ハンチングといえば、キャップに比べると少しだけ敷居が高いように感じることもある。しかしながら、このカンゴール504ならばストリートカジュアルとの相性も良く、多くのコーデと合わせることができる。キャップと同じような感覚で被りながらも、少しだけドレスアップするような印象。カンゴールがイギリス発祥の帽子メーカーであるという事から、ヨーロピアンカジュアル、1970年代に英国の労働者階級で流行したモッズなファッションとの相性も良い。
また同じく1970年代における米国のストリート、ヒップホップシーンにおいてもカンゴールの504を用いたコーデは定番でもあった。ハンチングを後ろ被りするバックトゥフロントはこのようなストリートなファッションから一般的に流行することになった。カンゴール社のモデル着用例においても、この被り方を紹介しているくらいである。特に後頭部の中央部にロゴが入っているモデルは、バックトゥフロントとの相性も優れて良い。しかもこの場合には、まるでビーニーとベレー帽のように着こなす事が出来るばかりでなく、特に違和感や羞恥心を感じることもない程、極めて敷居の低い帽子と言える。
カンゴール504、ハンチングのかぶり方。逆のバックトゥフロントも。
カンゴール504。それはキャップと同様に被りやすく、フィット感も良い。キャップのようでキャップではない。後ろ被りではベレーのようでいてベレーではない。そうしたハンチングならではの被りやすさとシルエットの面白さが実に心地よく、街歩きも清々しい。カンゴール社において、1954年に誕生した504。木型の型番であるというのだが、第二次世界大戦後間もなくより製造され続け、今も支持されている定番中の定番であることが信頼の証でもある。
概してキャップの場合には、カジュアルに寄る傾向が大きい。ただ504ハンチングの場合には、普通に被ったり後ろ被りしたりしながら、好みのスタイルで意外にも多様な場面で通用するというのも嬉しい。一着持っておくと、これ幸いに便利な帽子である。老若男女を問わず、誰もが気軽に被ることが出来る帽子でもある。何かの時に有用な帽子、特に504ならば最初の一つとして持っておくハンチングとしてもおすすめの逸品である。キャップ同様の感覚で、ただ被っていれば良いのだから。
またオシャレすぎず、気張った感じを受けないというところも大きなポイントである。このような点から鑑みても、シンプルにTシャツとデニムといったコーデとも相性が良い。纏まりがある中でも、ちょっとしたワンポイントとしてのカンゴール504は、個人的にも非常に好ましいコーデ。特にトロピックならば、頭部を決して蒸れさせず涼やかに保つことができる。メッシュ素材で洗えるというのも嬉しいところで、歩き回る休日には最適。

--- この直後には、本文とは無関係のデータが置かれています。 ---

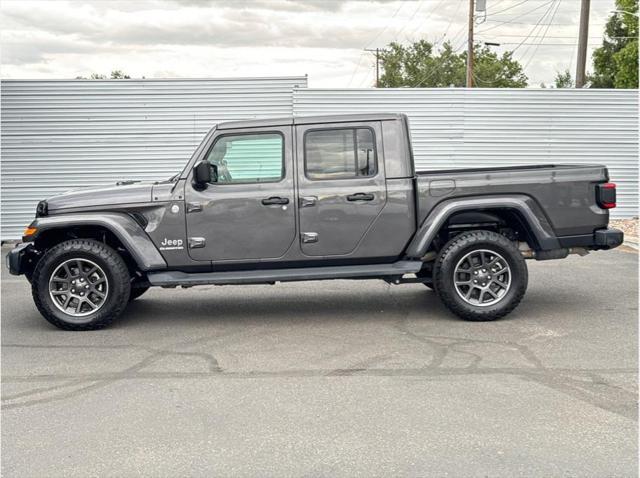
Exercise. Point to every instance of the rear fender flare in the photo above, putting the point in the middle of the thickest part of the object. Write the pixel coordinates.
(528, 209)
(123, 226)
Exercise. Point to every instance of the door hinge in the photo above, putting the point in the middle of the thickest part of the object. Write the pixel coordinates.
(308, 237)
(196, 242)
(194, 207)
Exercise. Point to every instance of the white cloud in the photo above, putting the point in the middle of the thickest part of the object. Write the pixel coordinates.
(322, 38)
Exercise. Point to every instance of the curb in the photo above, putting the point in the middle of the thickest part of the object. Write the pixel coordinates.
(631, 242)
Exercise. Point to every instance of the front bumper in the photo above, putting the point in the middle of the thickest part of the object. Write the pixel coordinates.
(21, 259)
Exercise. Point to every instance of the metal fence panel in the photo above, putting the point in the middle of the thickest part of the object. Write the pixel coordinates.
(458, 127)
(63, 134)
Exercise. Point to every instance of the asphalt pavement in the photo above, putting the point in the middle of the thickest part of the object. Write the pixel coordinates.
(331, 379)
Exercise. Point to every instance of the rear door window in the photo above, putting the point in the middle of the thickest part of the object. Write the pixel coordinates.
(343, 153)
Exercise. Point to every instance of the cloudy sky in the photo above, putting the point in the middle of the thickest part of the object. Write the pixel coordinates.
(322, 38)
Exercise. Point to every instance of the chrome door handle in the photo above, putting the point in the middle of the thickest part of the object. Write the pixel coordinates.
(274, 201)
(360, 197)
(308, 201)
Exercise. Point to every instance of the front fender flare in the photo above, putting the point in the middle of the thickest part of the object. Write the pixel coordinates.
(528, 209)
(123, 226)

当たり前ながら、通常の被り方でもすっきりとした印象で渋いカンゴール504。ただ504をバックトゥフロントで被ったところで、どの方向から見ても破綻しない綺麗なシルエット。やはりとても好ましい雰囲気である。ハンチングといえば、製品に応じたゴルフやおじさんといったイメージがやはり大きい形態。それでも用途に応じた被り方で、大人めコーデにも、ストリートなコーデにも、様々なスタイリングが可能であるというのは非常に嬉しい。
504という形にはウール素材のものも存在しているが、特に春夏コーデにおいてはシンプルな装いになっていくところ。ハンチングとして使用するのも良いし、バックトゥフロントで少しだけ変化をつけるなんていうのも好い。実際に手に取ってみると、その質感も美しい。また中央部にカンゴールのロゴを配するというデザインであるからこそ、ハンチングをバックトゥフロントに被るという方法でアクセントをつける事が出来る。
勿論、ジャケットやシャツと組み合わせるというのも良いし、Tシャツやポロシャツなどラフに組み合わせても良し、そうして様々な組み合わせで楽しむことが出来る。しかもトロピックという素材感のモデルであれば、メッシュ感もあって化繊生地。通気性だけでなく、速乾性も期待できる。暑い夏にもぴったりの製品。かといってウール素材なども用意されている為、寒い冬場にも被りたい。四季を問わすに愛用する事も出来るという、まさに万能の帽子である。
また柔らかな生地であるから、バッグの中に畳んで入れておくという事も簡単にできる。嵩張らないという利点も街歩きではアドバンテージ。そういう意味においては、常に被っておくという必要もない。好きな時に被り、好きな時にそっと鞄の中にしまっておける。